2. Lack of Access to Markets 

Despite comprising 34.3% of the economically active population, women in Sri Lanka face obstacles in accessing markets. Traditional gender roles, mobility issues, and insufficient market connections limit women farmers’ engagement in commercial agriculture. Addressing social norms, enhancing infrastructure, and establishing market linkages are crucial for women’s participation in the market economy. 

3. Lack of Access to Financial Services 

Women farmers struggle to access formal credit due to the absence of collateral and guarantors. Unregulated microfinance companies exploit vulnerabilities, trapping women in cycles of high-interest debt. Strict regulation, low-interest loan schemes, and awareness campaigns on financial options are essential to empower women economically. 

4. Lack of Access to Technology 

Gender disparities in technology access contribute to a gender yield gap of 20-30%. Women farmers rarely receive training or access to farming equipment, limiting their productivity and market engagement. Equal participation in training programs, promoting tech-savviness, and recruiting more female officers in agriculture extension services can bridge this gap. 

5. Care Responsibilities 

Unpaid care and household work burden women farmers, affecting their productive and reproductive roles. Redistributing care work, promoting male engagement in household responsibilities, and establishing support systems can alleviate this burden and enhance women’s participation in agriculture. 

Post-COVID Reality Check 

The COVID-19 pandemic has exacerbated inequalities faced by women farmers, highlighting the need for sustainable agricultural practices and recognizing women as leaders, entrepreneurs, and decision-makers.

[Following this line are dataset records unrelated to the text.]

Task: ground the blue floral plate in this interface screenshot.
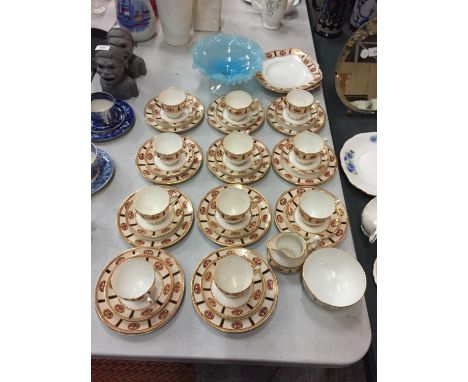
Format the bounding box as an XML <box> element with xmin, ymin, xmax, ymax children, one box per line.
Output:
<box><xmin>91</xmin><ymin>149</ymin><xmax>114</xmax><ymax>194</ymax></box>
<box><xmin>91</xmin><ymin>100</ymin><xmax>135</xmax><ymax>142</ymax></box>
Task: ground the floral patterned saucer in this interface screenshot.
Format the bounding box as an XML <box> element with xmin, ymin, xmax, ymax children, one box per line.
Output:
<box><xmin>255</xmin><ymin>48</ymin><xmax>323</xmax><ymax>93</ymax></box>
<box><xmin>145</xmin><ymin>94</ymin><xmax>205</xmax><ymax>133</ymax></box>
<box><xmin>91</xmin><ymin>100</ymin><xmax>135</xmax><ymax>142</ymax></box>
<box><xmin>197</xmin><ymin>184</ymin><xmax>271</xmax><ymax>246</ymax></box>
<box><xmin>206</xmin><ymin>138</ymin><xmax>271</xmax><ymax>184</ymax></box>
<box><xmin>94</xmin><ymin>248</ymin><xmax>185</xmax><ymax>335</ymax></box>
<box><xmin>117</xmin><ymin>187</ymin><xmax>194</xmax><ymax>248</ymax></box>
<box><xmin>267</xmin><ymin>97</ymin><xmax>326</xmax><ymax>135</ymax></box>
<box><xmin>273</xmin><ymin>138</ymin><xmax>337</xmax><ymax>186</ymax></box>
<box><xmin>135</xmin><ymin>137</ymin><xmax>203</xmax><ymax>184</ymax></box>
<box><xmin>208</xmin><ymin>96</ymin><xmax>265</xmax><ymax>134</ymax></box>
<box><xmin>275</xmin><ymin>187</ymin><xmax>348</xmax><ymax>248</ymax></box>
<box><xmin>91</xmin><ymin>149</ymin><xmax>114</xmax><ymax>194</ymax></box>
<box><xmin>191</xmin><ymin>247</ymin><xmax>278</xmax><ymax>333</ymax></box>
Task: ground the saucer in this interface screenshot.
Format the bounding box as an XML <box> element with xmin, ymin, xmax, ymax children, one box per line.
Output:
<box><xmin>272</xmin><ymin>138</ymin><xmax>337</xmax><ymax>186</ymax></box>
<box><xmin>255</xmin><ymin>48</ymin><xmax>323</xmax><ymax>93</ymax></box>
<box><xmin>94</xmin><ymin>248</ymin><xmax>185</xmax><ymax>335</ymax></box>
<box><xmin>191</xmin><ymin>247</ymin><xmax>278</xmax><ymax>333</ymax></box>
<box><xmin>267</xmin><ymin>97</ymin><xmax>326</xmax><ymax>135</ymax></box>
<box><xmin>206</xmin><ymin>138</ymin><xmax>271</xmax><ymax>184</ymax></box>
<box><xmin>145</xmin><ymin>94</ymin><xmax>204</xmax><ymax>133</ymax></box>
<box><xmin>135</xmin><ymin>137</ymin><xmax>203</xmax><ymax>184</ymax></box>
<box><xmin>117</xmin><ymin>187</ymin><xmax>193</xmax><ymax>248</ymax></box>
<box><xmin>197</xmin><ymin>184</ymin><xmax>271</xmax><ymax>246</ymax></box>
<box><xmin>340</xmin><ymin>132</ymin><xmax>377</xmax><ymax>196</ymax></box>
<box><xmin>275</xmin><ymin>187</ymin><xmax>348</xmax><ymax>248</ymax></box>
<box><xmin>91</xmin><ymin>149</ymin><xmax>114</xmax><ymax>194</ymax></box>
<box><xmin>208</xmin><ymin>96</ymin><xmax>265</xmax><ymax>134</ymax></box>
<box><xmin>91</xmin><ymin>100</ymin><xmax>135</xmax><ymax>142</ymax></box>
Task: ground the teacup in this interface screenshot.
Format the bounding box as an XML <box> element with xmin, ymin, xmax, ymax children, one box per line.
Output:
<box><xmin>224</xmin><ymin>90</ymin><xmax>253</xmax><ymax>122</ymax></box>
<box><xmin>158</xmin><ymin>86</ymin><xmax>187</xmax><ymax>119</ymax></box>
<box><xmin>91</xmin><ymin>143</ymin><xmax>100</xmax><ymax>179</ymax></box>
<box><xmin>152</xmin><ymin>133</ymin><xmax>184</xmax><ymax>165</ymax></box>
<box><xmin>111</xmin><ymin>257</ymin><xmax>156</xmax><ymax>303</ymax></box>
<box><xmin>213</xmin><ymin>255</ymin><xmax>260</xmax><ymax>297</ymax></box>
<box><xmin>91</xmin><ymin>92</ymin><xmax>117</xmax><ymax>127</ymax></box>
<box><xmin>216</xmin><ymin>187</ymin><xmax>251</xmax><ymax>223</ymax></box>
<box><xmin>299</xmin><ymin>190</ymin><xmax>335</xmax><ymax>226</ymax></box>
<box><xmin>286</xmin><ymin>89</ymin><xmax>318</xmax><ymax>120</ymax></box>
<box><xmin>267</xmin><ymin>232</ymin><xmax>321</xmax><ymax>268</ymax></box>
<box><xmin>133</xmin><ymin>186</ymin><xmax>175</xmax><ymax>224</ymax></box>
<box><xmin>223</xmin><ymin>132</ymin><xmax>254</xmax><ymax>166</ymax></box>
<box><xmin>293</xmin><ymin>131</ymin><xmax>326</xmax><ymax>165</ymax></box>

Mainstreaming gender into national policies is crucial for rebuilding the economy and fixing the broken food system. 

Empowering women farmers in Sri Lanka requires a comprehensive approach, addressing legal, social, and economic barriers. Recognizing their potential, enhancing capacities of policymakers, and mainstreaming gender in development policies can pave the way for a more inclusive and sustainable agriculture sector.